Posted to commits@tika.apache.org by ju...@apache.org on 2009/11/17 16:09:02 UTC
svn commit: r881320 -
/lucene/tika/trunk/tika-app/src/main/java/org/apache/tika/cli/TikaCLI.java
Author: jukka
Date: Tue Nov 17 15:09:01 2009
New Revision: 881320
URL: http://svn.apache.org/viewvc?rev=881320&view=rev
Log:
TIKA-324: Tika CLI mangles utf-8 content in text (-t) mode (on Mac OS X)

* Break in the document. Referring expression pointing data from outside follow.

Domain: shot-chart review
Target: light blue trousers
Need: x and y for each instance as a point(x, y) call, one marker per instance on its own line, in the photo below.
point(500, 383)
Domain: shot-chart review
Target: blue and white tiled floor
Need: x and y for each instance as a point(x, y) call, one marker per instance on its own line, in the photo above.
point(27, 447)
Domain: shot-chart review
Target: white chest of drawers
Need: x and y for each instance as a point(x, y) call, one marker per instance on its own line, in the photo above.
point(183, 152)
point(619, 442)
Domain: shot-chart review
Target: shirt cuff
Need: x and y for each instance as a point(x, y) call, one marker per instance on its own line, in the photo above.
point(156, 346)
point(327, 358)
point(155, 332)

Use UTF-8 as the default encoding on Mac OS X. The Java platform encoding is still set to MacRoman even though most parts of OS X already use UTF-8.
Modified:
lucene/tika/trunk/tika-app/src/main/java/org/apache/tika/cli/TikaCLI.java
Modified: lucene/tika/trunk/tika-app/src/main/java/org/apache/tika/cli/TikaCLI.java
URL: http://svn.apache.org/viewvc/lucene/tika/trunk/tika-app/src/main/java/org/apache/tika/cli/TikaCLI.java?rev=881320&r1=881319&r2=881320&view=diff
==============================================================================
--- lucene/tika/trunk/tika-app/src/main/java/org/apache/tika/cli/TikaCLI.java (original)
+++ lucene/tika/trunk/tika-app/src/main/java/org/apache/tika/cli/TikaCLI.java Tue Nov 17 15:09:01 2009
@@ -228,6 +228,10 @@
throws UnsupportedEncodingException {
if (encoding != null) {
return new OutputStreamWriter(System.out, encoding);
+ } else if (System.getProperty("os.name")
+ .toLowerCase().startsWith("mac os x")) {
+ // TIKA-324: Override the default encoding on Mac OS X
+ return new OutputStreamWriter(System.out, "UTF-8");
} else {
return new OutputStreamWriter(System.out);
}